Editorial #3

Portrait im Profil von Franz Kohlmann in Schwarz Weiß

MORD UND ANDERE ZUFÄLLE
Franz Koglmann eröffnet das Festival Retz 2024

Mit seiner neuen CD „Near Blue“ ist er gerade in aller Munde: Franz Koglmann, Trompeter, Flügelhornist, Komponist und Doyen der österreichischen Jazz-Szene. Der gebürtige Mödlinger verwahrt sich gegen stilistische Schubladen:

„Ich schreibe Musik, die Jazz zulässt.“

Intellektuell und mental zwischen Improvisation und europäischer Avantgarde verortet, zählt Koglmann zu jenen Grenzgängern, denen das Musikland Österreich viele kreative Impulse und internationales Renommee verdankt. Seine legendären Konzerte mit Steve Lacy, Bill Dixon und Tony Coe lassen die Herzen seiner großen Fan-Gemeinde höherschlagen.
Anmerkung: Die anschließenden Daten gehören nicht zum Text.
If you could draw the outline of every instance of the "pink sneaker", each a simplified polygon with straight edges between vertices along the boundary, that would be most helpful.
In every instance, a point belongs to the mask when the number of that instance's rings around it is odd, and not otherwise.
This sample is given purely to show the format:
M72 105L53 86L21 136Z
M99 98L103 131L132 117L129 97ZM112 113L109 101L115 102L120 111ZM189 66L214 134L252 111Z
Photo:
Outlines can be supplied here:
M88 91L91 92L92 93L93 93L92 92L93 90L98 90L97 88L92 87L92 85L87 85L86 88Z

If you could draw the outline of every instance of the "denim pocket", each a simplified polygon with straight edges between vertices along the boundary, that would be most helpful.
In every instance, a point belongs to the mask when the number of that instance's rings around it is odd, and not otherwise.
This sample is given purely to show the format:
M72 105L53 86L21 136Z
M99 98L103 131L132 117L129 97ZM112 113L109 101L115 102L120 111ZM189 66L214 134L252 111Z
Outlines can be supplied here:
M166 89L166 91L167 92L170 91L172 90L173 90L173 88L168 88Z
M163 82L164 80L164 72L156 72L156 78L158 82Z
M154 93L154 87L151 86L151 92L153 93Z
Und setzten neue ästhetische Standards. „Cantos“, „L’heure bleue“, „An Affaire with Strauß”, „The Use of Memory” oder „Nocturnal Walks” sollten in keiner gutsortierten Plattensammlung fehlen. 
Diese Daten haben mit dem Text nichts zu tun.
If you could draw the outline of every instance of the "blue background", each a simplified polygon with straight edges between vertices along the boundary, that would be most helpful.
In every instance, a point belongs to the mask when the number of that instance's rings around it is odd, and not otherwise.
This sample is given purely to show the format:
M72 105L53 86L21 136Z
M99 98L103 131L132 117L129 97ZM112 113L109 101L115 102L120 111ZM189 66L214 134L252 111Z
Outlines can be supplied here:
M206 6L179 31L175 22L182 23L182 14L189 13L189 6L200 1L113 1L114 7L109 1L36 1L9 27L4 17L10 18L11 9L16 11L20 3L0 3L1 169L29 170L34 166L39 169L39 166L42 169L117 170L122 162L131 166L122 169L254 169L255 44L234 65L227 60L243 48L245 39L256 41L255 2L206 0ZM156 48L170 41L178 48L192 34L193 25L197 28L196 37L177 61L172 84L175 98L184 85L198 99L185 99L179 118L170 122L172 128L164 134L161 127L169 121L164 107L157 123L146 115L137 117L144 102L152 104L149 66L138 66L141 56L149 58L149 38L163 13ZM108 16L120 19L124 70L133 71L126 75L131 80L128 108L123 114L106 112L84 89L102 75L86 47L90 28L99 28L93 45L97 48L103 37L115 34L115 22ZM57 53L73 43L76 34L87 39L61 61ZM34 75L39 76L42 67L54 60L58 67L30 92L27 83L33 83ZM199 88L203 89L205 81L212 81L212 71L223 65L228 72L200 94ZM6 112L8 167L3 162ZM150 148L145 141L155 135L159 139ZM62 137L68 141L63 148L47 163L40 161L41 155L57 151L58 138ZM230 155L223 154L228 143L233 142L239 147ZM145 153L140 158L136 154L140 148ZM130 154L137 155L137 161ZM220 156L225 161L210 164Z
Die „Wiener Musikgalerie“, die Koglmann zusammen mit seiner Lebensgefährtin Ingrid Karl – einer Nachfahrin von Peter Rosegger – Anfang der 1980er Jahre gründete, entwickelte sich über Jahrzehnte zu einem Treffpunkt der globalen Musikwelt und bot neuen Klangsprachen wie atemberaubenden Soundkonzepten ein prominentes Forum.

Koglmanns Sound ist unverwechselbar. Ob in kleiner Jazz-Club-Besetzung, im großen Konzertensemble, selbst auf der Theaterbühne (er schrieb zwei Musiktheaterwerke, die beide für großes Aufsehen sorgten, und ein gefeiertes Ballett). Seine musikalische Sprache ist inspiriert von bildender Kunst, Film und Literatur und gleicht einem Bilderrätsel: voll kultureller Bezüge und gewitzter Anspielungen, lakonischem Hintersinn und einem Schuss Melancholie.

Um jeden Ton, jede Phrase, jede „Line“ und jeden „Chorus“ ist eine gekühlte Schicht. Koglmann liebt das Vordergründige, das Offensichtliche, das Normierte und Standardisierte nicht. Seine Klänge balancieren auf dem schmalen Grat zwischen Vorstellung und Überraschung. Mit respektvoller Zurückhaltung eröffnet er dem Publikum Möglichkeiten, in eine faszinierend vielschichtige Klangwelt einzutauchen. – Ein Angebot, das man nicht ausschlagen sollte!

Sein Leben lang hat sich Koglmann mit einem Monolithen der österreichischen Literaturlandschaft auseinandergesetzt: Heimito von Doderer. In jungen Jahren durfte er einmal den exzentrischen Sprachvirtuosen, der der österreichischen Seele bis auf den Grund geschaut hat, live erleben. Seither hat ihn die Faszination für das Kaleidoskop menschlicher Befindlichkeiten, das Doderer in voluminösen Romanen und prägnanten Kurztexten ausbreitet, nicht losgelassen. Obwohl viel von Doderers Skurrilität in Koglmanns Arbeiten mitschwingt, ist er dem Verehrten kompositorisch nicht nähergetreten. – Bislang!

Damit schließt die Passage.